The reality? Tools don't transform teams — people do.
And just like innovations in Excel, the overall landscape of Fintech tools has also evolved. And it will continue to evolve, and as Finance and FP&A professionals, we must be ready for this latest evolution. So what will this mean for us?
How Will AI Help FP&A Evolve?
As a runner, I use technology to help me prepare for my races, whether it's my wearables or generative AI, to help me create my training plan. I have used AI in a variety of ways. Despite my active use of this new technology, I know that AI won't run the race for me, but it can help me choose the best course, avoid hazards, and accelerate where it counts. So, how will AI help the FP&A and Finance functions evolve? Here are some key shifts:
- From Reporting to Recommending: Monthly decks can be drafted by AI, freeing you to refine the story behind the numbers.
- From Sifting to Strategising: AI can analyse massive datasets in seconds — think real-time tariff impact analysis or pricing optimisation.
- From Manual to Meaningful: Automating reconciliations, pulling data, and building base reports clears space for scenario planning, what-if modelling, and agile decision-making.
For example, with the current administration's trade wars and with tariffs changing by the day and sometimes by the hour, AI will help companies be able to analyse the impacts of changes in tariffs in real time, helping us find quick solutions and make production changes that will not result in long lead times and lost profit margin.
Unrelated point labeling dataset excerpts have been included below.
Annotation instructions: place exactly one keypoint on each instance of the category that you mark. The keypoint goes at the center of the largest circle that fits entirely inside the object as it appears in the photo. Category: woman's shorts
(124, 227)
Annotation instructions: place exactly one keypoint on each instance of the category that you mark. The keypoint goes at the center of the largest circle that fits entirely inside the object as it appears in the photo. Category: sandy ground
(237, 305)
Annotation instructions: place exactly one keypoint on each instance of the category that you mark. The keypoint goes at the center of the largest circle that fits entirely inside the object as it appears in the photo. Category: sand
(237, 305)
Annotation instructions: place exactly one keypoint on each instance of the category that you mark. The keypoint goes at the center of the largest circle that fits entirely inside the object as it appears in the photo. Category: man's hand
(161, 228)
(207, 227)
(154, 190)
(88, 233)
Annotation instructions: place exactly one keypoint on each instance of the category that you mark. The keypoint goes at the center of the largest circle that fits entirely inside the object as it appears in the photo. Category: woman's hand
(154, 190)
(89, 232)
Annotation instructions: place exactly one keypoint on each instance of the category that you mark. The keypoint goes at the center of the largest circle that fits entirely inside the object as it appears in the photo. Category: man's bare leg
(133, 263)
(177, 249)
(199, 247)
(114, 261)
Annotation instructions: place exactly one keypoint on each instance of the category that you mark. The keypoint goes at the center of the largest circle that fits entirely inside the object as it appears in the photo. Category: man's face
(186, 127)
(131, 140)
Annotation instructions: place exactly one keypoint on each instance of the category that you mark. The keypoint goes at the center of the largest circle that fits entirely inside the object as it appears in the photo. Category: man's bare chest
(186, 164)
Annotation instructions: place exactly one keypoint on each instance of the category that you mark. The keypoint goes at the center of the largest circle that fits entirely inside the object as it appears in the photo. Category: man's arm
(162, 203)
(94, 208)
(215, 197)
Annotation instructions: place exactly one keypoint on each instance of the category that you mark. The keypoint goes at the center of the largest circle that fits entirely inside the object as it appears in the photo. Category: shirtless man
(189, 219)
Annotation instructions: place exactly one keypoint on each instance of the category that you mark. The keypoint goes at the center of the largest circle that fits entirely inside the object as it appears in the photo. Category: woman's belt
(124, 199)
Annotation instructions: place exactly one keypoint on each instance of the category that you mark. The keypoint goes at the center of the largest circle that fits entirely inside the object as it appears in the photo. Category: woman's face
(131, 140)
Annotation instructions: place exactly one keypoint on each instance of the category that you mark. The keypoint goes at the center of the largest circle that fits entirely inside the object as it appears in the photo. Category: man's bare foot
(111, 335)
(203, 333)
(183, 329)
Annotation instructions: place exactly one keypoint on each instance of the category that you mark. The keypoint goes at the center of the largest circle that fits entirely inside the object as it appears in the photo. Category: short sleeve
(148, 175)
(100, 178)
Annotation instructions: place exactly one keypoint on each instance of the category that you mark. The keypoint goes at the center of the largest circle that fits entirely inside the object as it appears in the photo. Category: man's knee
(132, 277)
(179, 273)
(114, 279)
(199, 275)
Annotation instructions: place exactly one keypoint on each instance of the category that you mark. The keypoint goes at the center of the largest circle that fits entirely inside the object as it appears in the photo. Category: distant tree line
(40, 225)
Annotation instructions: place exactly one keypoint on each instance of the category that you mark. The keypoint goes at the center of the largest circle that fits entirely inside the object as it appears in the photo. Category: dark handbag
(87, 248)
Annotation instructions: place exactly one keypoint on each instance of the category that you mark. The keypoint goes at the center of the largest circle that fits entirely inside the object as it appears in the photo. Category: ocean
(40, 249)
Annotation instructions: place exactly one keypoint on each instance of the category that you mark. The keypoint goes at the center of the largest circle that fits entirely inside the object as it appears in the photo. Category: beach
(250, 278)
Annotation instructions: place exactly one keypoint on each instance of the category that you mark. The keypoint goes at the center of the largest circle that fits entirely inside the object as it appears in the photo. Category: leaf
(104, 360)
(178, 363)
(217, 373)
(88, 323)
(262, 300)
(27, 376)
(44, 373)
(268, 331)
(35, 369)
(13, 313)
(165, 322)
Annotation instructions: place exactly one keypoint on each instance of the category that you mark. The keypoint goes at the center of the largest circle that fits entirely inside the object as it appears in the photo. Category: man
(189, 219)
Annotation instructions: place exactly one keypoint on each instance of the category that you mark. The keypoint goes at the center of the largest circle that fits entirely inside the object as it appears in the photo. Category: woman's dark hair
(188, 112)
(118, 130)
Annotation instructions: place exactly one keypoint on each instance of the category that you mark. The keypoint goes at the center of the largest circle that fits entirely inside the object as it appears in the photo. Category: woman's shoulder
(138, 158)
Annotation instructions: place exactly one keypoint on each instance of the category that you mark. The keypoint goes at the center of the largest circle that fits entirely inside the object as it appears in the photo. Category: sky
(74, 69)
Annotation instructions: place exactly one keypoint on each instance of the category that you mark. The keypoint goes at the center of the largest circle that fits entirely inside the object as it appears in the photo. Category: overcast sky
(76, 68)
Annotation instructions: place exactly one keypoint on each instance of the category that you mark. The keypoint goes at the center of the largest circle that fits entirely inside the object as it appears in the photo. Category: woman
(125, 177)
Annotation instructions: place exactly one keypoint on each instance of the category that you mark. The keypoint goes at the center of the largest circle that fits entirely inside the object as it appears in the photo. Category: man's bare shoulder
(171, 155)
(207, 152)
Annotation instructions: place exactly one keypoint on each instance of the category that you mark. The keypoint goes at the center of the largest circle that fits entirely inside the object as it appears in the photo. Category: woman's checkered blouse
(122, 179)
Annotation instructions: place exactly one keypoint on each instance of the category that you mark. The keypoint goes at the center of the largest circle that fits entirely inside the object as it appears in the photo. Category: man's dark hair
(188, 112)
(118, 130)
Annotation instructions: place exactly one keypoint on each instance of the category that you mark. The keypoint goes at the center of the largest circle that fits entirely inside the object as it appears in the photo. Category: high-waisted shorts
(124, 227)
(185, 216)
We will be able to be more nimble and truly reactive in a data-driven way compared to simply making gut decisions.
How to Get Started with AI in FP&A
For a function that has been slower to evolve with technology, how can we ensure that we are not left behind during this AI boom?
The best time to prepare was yesterday. The next best time is now. Here is how to start:
- Stay Human: Judgment matters. AI needs interpreters, not just operators.
- Get Curious: Explore tools, take the sales call, and ask for a demo.
- Start Small: Automate a single report. Try AI-driven analysis in one area.
- Partner Proactively: Collaborate with business leaders to identify pain points and co-create solutions.

Figure 1. How to Get Started with AI in FP&A
But most importantly, don't over-index on AI's capabilities. Most recently, my husband used AI to analyse his blood work and give him suggestions on how to improve his biomarkers. AI made judgements about his numbers and provided insights and recommendations. However, when we sat down together to discuss them, I very quickly realised that his AI tool had misunderstood how a particular test was presented. The results were binary, above or below the target, but AI didn't know this and decided the result was bad when, indeed, it was not. Its recommendations were all focused on this incorrectly classified "bad result." And so, if it were not for my analysis and judgement, my husband would have made unnecessary and even detrimental lifestyle changes.
Final Thought: Insight, Judgment, and Impact
AI in FP&A is not about replacement — it is about augmentation. The future belongs to those who can blend data, intuition, and storytelling. As we ride this wave, let's remember that the tools will keep changing, but the real value lies in how we use them to create insight, influence decisions, and drive impact.